Saviez-vous que l’on passe environ 80 000 heures de notre vie au travail ? Et si, chacune de ces heures était au service de la régénération du vivant et non de sa destruction ? Si sur cette question vous semblez perdu.e, n’hésitez pas à contacter Mon Job de Sens, pour un bilan de compétences, en individuel ou en collectif.
Piste 7 : Choisir ses combats, faire confiance aux synergies collaboratives
Nous avons tous une réserve d’énergie et une charge mentale limitée qu’il faut pouvoir recharger. L’un des risques, quand on veut s’engager pour le climat, c’est la diversité des sujets qui nous parlent et pour lesquels on se dit “qu’on devrait vraiment faire quelque chose”. L’un des risques, c’est le sur-engagement, qui peut mener au burn-out. Oui, collectivement “on doit” vraiment faire quelque chose.
L’idée que je vous propose d’embrasser ici, c’est d’accepter de déployer de l’énergie sur 1 à 3 champs d’actions, et y consacrer l’envie, l’énergie, le temps que vous souhaitez y consacrer. Pour les autres sujets qui vous tiennent à cœur, faisons confiance au collectif, à tous ces autres, comme nous, qui sont intéressés par milles sujets, et qui en auront eux-aussi, choisi 1 à 3 à adresser directement. Réjouissons-nous, des réalisations et avancées de nos partenaires qui œuvrent sur ces thématiques sur lesquelles nous-même, nous ne pouvons consacrer le temps et l’énergie.
Piste 8 : Faire parti d’un collectif
“Tout seul on va plus vite, ensemble on va plus loin !” Cheminer avec d’autres, c’est s’assurer de rompre la solitude des monologues intérieurs déprimants et partager avec des pairs ses questions existentielles, et des moyens d’agir. Alors, il est peut-être temps pour vous, de rejoindre une association, un collectif, un bureau de parents-d’élèves, un tiers-lieu… ?
Est-il souhaitable de se protéger contre l’éco-anxiété ?
L’éco-anxiété ou éco-lucidité, c’est une façon de se préparer à s’adapter. C’est commencer un deuil sur nos modes de vie actuels, et se projeter dans un futur que l’on sait fondamentalement différent. En cela, c’est déjà positif !

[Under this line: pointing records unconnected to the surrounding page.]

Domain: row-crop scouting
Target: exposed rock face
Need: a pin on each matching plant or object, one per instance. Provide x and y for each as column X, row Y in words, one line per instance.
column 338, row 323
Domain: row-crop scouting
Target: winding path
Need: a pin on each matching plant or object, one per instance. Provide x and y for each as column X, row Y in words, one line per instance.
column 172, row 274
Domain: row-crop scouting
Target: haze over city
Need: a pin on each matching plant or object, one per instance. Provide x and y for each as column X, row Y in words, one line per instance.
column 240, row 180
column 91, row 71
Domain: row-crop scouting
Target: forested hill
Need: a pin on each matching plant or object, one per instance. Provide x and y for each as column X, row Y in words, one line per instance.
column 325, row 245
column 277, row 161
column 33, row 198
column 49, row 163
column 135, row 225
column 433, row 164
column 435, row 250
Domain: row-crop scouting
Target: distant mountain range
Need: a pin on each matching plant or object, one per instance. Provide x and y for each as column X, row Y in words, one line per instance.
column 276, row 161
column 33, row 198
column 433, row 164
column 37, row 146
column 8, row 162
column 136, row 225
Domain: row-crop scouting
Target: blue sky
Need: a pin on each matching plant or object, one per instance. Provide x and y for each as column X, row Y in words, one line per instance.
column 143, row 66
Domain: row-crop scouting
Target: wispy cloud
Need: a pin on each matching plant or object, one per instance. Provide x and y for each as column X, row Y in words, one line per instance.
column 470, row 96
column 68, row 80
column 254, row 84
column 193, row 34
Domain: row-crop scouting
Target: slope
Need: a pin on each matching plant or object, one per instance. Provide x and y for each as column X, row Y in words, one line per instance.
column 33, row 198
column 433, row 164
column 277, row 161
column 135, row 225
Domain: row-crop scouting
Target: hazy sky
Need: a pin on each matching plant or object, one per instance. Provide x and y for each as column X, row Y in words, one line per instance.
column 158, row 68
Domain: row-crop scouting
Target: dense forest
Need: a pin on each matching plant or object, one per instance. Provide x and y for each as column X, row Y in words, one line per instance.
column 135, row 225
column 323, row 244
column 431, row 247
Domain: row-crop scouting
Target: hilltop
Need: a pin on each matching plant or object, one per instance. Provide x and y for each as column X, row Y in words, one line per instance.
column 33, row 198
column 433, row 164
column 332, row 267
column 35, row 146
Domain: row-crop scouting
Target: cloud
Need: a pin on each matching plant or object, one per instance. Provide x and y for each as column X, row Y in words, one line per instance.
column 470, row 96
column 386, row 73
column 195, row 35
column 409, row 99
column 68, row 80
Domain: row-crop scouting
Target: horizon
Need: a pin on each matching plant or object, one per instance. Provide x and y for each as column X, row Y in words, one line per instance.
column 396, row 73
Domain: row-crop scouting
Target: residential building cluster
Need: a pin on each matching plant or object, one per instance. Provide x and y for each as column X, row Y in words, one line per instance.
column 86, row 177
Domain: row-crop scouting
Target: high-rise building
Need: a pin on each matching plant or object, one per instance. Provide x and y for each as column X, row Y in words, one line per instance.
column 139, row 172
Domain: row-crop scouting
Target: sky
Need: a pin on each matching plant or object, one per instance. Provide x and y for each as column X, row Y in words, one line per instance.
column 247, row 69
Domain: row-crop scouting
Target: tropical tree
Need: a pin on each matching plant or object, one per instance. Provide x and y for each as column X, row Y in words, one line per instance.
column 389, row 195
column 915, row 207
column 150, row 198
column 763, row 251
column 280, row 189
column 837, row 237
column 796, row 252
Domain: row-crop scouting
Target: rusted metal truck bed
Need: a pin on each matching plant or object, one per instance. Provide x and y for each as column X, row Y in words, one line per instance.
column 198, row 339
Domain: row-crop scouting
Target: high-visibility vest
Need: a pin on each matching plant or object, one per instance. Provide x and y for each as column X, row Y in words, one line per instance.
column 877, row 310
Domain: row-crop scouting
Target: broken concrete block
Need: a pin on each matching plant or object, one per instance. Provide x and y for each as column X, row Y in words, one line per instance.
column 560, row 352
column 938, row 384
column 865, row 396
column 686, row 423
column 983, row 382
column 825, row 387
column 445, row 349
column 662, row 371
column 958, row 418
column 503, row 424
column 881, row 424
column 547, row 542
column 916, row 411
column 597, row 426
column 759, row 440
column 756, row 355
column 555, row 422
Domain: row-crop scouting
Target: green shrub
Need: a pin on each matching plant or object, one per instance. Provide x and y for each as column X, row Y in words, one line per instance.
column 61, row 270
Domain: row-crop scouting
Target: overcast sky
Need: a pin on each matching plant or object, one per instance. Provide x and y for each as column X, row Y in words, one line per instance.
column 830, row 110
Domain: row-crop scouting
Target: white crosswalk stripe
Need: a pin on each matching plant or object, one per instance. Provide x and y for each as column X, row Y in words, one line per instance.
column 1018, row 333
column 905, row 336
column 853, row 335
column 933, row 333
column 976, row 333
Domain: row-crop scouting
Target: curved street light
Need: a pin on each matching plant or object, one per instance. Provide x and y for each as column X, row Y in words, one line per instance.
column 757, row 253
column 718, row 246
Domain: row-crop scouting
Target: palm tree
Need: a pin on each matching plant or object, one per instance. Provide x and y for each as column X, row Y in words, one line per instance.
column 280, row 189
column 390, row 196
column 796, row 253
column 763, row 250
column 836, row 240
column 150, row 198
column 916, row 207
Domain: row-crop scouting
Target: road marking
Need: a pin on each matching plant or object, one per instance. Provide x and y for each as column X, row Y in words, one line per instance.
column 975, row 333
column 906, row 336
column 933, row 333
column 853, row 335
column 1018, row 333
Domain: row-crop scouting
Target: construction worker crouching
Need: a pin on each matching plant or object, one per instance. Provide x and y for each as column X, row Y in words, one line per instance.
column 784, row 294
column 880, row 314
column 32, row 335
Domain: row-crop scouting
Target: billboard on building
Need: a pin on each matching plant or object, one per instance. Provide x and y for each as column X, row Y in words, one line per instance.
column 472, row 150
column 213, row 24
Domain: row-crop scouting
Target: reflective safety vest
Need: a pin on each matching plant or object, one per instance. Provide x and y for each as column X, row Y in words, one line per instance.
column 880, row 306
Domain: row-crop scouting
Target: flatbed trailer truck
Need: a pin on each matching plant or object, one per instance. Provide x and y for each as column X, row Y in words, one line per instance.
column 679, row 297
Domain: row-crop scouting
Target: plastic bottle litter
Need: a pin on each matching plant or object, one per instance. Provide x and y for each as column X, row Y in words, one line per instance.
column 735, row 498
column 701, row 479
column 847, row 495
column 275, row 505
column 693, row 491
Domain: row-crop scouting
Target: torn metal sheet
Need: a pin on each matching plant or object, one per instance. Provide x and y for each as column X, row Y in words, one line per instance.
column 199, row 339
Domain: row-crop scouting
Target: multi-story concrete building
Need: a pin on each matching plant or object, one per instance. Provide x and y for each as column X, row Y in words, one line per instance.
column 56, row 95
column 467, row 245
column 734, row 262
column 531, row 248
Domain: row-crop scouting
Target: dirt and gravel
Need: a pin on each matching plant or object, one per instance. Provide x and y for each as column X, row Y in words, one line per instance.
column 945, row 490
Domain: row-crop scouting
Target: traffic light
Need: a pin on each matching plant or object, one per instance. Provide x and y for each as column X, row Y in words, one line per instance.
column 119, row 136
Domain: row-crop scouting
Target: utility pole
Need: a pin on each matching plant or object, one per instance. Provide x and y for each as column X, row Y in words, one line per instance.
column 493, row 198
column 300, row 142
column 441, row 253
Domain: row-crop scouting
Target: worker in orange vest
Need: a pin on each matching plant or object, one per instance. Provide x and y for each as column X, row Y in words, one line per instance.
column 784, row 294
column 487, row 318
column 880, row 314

Imaginez que vous êtes en mer, vous voyez une énorme vague qui approche (peut-être même certains ne la voient pas, ou ne veulent pas la voir). Vous pouvez la laisser venir se casser contre vous. Le choc sera violent, et brutal. Ou bien, vous pouvez accepter que la nature est plus grande que vous, et embrasser le mouvement de la vague.
Peut-être que vous serez pris dans un tourbillon tumultueux (mais vous aviez eu le temps de prendre votre respiration, voire d’apprendre à nager en eaux troubles !), et à un moment donné, vous remontez à la surface pour respirer, reprendre des forces. Jusqu’à la vague suivante.
J’aime imaginer que les éco-lucides seront préparés au fait que les vagues seront puissantes. Ils auront mis une combinaison pour rester le plus au chaud possible, ils auront pris des cours de natation ou d’apnée, ils auront appris à apprécier le rayon de soleil sur leurs joues quand ils remonteront respirer.
On ne se protège pas des peurs liées aux questions écologiques et sociétales ; mais on se protège soi-même pour garder le cap, on se prépare pour trouver du plaisir à vivre dans un monde autre.
Comment transformer nos peurs en quelque chose de positif ?
Si je lâche prise sur ce sur quoi je n’ai pas de pouvoir d’action (le monde va changer), que j’incarne mes valeurs dans mon quotidien et mon activité, je peux commencer à accueillir le fait que vivre autrement, cela peut aussi être une belle opportunité de bonheur ou de sérénité.
Notre société occidentale nous promet un bonheur construit sur la prédation de ressources. Le marketing et ses dérivés nous invite à rêver de toujours davantage de biens. Et si, par un travail de déconstruction minutieuse nous pouvions rebâtir les récits de nos futurs, et se promettre à nous-même un bonheur dans l’être voire dans le faire ?
Je vous en propose quelques-uns à la volée :
- repenser le rapport au travail, la quête d’ascension dans la pyramide de l’entreprise
- repenser l’intégration de la parentalité dans le quotidien, pour les mères et pour les pères
- repenser le monde éducatif et les lieux d’apprentissages
- repenser nos modes de consommation, d’alimentation, de production, de loisirs…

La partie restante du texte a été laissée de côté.